Netflix Provides Open Source Software
Netflix has been so successful moving to a cloud-based microservices architecture, that the company has open sourced many of the tools and components used to build it. In a recent GOTO Conference presentation, Cockcroft explained what lead up to Netflix open sourcing much of its code:
“During 2011, there were a bunch of outages where Amazon went down, and Netflix didn’t; everyone else went down, Netflix didn’t. So why was that? Well it’s because we actually architected to be highly available and people said ok well we like that. So in 2012, we [people] said ok we do like these features; it’s scalable, it’s highly available, we’ve got a very fast development pipeline, and you stay up when Amazon goes down, and it’s low cost, and you keep going up at conferences and battling people, so that looks good. But they couldn’t figure out how to do it themselves because the gap from what Netflix was talking about to what everyone else was doing was just too big. So in 2012, we started seriously open sourcing a lot of code.”
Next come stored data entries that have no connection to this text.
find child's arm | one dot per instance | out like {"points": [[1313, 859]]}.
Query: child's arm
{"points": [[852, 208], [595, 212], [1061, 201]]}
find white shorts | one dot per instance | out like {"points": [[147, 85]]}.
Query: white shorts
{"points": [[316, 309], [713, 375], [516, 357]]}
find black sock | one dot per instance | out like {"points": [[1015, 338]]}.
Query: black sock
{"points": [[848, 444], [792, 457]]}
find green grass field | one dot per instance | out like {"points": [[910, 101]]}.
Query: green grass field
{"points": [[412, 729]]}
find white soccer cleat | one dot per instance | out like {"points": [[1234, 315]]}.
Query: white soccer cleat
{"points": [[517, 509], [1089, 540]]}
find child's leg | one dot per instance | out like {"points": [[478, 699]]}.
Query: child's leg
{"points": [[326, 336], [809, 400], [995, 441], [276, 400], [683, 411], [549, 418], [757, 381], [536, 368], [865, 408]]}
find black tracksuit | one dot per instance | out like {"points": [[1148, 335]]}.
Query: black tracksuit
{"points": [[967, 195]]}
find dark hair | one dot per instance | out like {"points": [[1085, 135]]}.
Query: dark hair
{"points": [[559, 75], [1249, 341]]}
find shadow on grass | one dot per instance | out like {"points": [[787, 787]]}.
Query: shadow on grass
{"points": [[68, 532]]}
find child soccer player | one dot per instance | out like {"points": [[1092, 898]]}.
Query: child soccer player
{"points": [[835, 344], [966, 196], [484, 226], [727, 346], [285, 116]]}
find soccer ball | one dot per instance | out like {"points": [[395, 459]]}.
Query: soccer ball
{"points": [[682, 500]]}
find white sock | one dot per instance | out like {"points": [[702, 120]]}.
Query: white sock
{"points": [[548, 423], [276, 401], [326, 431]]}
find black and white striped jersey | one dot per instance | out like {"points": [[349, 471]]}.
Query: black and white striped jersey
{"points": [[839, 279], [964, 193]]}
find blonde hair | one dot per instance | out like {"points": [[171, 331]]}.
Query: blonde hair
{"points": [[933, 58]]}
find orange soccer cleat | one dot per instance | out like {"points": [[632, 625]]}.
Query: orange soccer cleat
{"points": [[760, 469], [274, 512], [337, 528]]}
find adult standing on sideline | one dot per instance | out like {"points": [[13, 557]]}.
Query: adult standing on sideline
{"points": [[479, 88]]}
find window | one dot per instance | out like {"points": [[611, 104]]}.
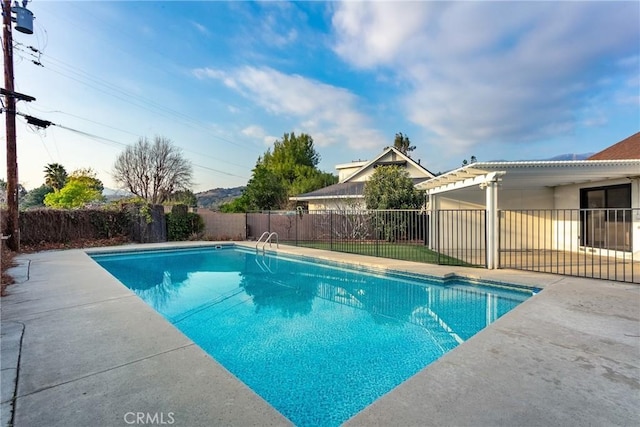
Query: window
{"points": [[605, 219]]}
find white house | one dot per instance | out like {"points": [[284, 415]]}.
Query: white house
{"points": [[349, 191], [585, 205]]}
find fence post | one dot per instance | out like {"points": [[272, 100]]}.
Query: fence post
{"points": [[330, 230]]}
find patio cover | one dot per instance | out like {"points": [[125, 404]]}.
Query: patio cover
{"points": [[496, 176], [532, 174]]}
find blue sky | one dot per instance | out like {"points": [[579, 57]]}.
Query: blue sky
{"points": [[223, 80]]}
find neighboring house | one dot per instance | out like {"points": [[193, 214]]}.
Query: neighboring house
{"points": [[348, 193], [628, 148], [591, 205]]}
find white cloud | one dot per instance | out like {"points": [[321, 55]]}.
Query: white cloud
{"points": [[494, 71], [254, 131], [329, 113], [201, 28]]}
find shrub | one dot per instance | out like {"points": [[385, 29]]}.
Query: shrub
{"points": [[183, 225]]}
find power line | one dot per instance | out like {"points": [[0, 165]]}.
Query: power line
{"points": [[101, 138], [137, 135], [62, 68]]}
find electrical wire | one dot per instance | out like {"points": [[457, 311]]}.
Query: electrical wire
{"points": [[136, 135], [108, 140]]}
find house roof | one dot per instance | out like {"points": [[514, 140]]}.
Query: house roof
{"points": [[342, 190], [628, 148], [534, 174], [403, 160]]}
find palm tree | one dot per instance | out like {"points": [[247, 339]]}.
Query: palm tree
{"points": [[55, 176]]}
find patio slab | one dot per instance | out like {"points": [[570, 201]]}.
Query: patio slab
{"points": [[92, 353]]}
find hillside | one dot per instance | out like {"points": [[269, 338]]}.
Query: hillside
{"points": [[212, 199]]}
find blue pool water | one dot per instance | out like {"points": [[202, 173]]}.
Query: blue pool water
{"points": [[318, 342]]}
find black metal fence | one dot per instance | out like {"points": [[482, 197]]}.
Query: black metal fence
{"points": [[398, 234], [595, 243]]}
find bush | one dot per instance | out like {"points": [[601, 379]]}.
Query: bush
{"points": [[183, 225]]}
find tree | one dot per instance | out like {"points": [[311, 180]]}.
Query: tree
{"points": [[390, 187], [183, 197], [55, 176], [35, 197], [88, 177], [290, 169], [470, 162], [153, 171], [403, 144], [265, 190], [75, 194]]}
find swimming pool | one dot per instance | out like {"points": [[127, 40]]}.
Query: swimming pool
{"points": [[318, 342]]}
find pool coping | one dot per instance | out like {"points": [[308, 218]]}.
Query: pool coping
{"points": [[546, 362]]}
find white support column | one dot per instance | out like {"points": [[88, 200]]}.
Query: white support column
{"points": [[491, 191], [433, 211]]}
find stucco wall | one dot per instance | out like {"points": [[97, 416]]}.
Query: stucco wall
{"points": [[223, 226]]}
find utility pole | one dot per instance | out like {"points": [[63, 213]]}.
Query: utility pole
{"points": [[12, 228]]}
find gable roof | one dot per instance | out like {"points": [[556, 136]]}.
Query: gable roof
{"points": [[628, 148], [341, 190], [403, 160]]}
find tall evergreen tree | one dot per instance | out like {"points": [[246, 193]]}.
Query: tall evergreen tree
{"points": [[288, 169], [55, 176], [403, 144]]}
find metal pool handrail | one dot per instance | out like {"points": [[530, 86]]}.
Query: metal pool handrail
{"points": [[266, 233], [269, 241]]}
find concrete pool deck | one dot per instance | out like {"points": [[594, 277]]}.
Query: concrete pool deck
{"points": [[78, 348]]}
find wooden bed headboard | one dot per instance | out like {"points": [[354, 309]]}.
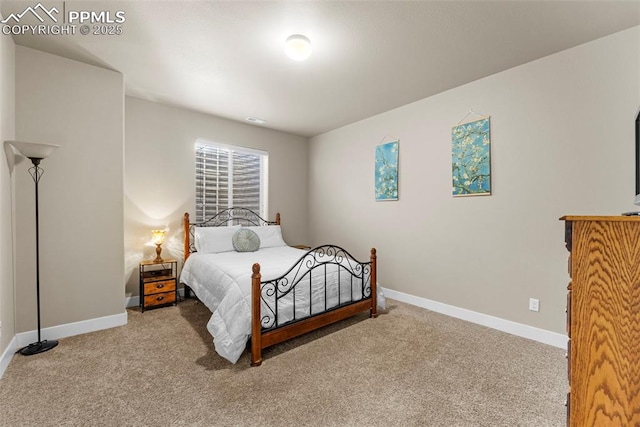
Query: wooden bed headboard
{"points": [[229, 216]]}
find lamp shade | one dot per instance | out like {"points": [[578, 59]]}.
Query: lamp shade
{"points": [[33, 150], [158, 236], [297, 47]]}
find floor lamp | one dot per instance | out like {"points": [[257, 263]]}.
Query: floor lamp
{"points": [[36, 152]]}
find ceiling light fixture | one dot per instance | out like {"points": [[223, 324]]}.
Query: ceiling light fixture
{"points": [[256, 120], [298, 47]]}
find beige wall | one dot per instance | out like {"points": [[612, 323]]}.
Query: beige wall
{"points": [[7, 132], [160, 175], [562, 143], [80, 107]]}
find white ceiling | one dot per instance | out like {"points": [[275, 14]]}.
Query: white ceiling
{"points": [[226, 57]]}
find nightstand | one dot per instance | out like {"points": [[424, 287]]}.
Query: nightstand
{"points": [[158, 283]]}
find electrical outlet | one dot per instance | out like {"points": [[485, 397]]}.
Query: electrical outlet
{"points": [[534, 304]]}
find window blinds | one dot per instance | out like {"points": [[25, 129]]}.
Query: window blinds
{"points": [[227, 177]]}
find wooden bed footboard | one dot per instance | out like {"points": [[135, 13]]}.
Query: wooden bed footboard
{"points": [[365, 273]]}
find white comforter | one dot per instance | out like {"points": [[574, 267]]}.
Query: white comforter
{"points": [[223, 283]]}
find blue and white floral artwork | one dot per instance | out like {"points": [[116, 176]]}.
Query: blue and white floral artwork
{"points": [[386, 185], [471, 158]]}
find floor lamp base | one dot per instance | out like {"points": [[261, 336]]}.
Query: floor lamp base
{"points": [[38, 347]]}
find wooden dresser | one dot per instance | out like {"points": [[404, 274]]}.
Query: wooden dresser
{"points": [[603, 321]]}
The Netflix Open Source Software Center (Netflix OSS) provides tools and technologies that companies can use for building a microservices architecture that runs on AWS.
“When we said we were going to move all of Netflix to cloud everyone said we were completely crazy,” explained Cockcroft at a recent GOTO conference. “They didn’t believe we were actually doing that, they thought we were just making stuff up.”
Today, there are many companies that have moved to the cloud adopting a modern microservices architecture including Amazon, Google, IBM, LinkedIn, Nike, Nordstrom , Orbitz, PayPal, Spotify, Target, Twitter, and the list goes on and on.
Netflix was one of the first companies to move to the cloud and implement microservices helping to pave the way for other companies to do the same. Netflix has become a technology leader, especially when it comes to cloud computing and microservices. This is why just about every article these days that mentions microservices, also mentions Netflix.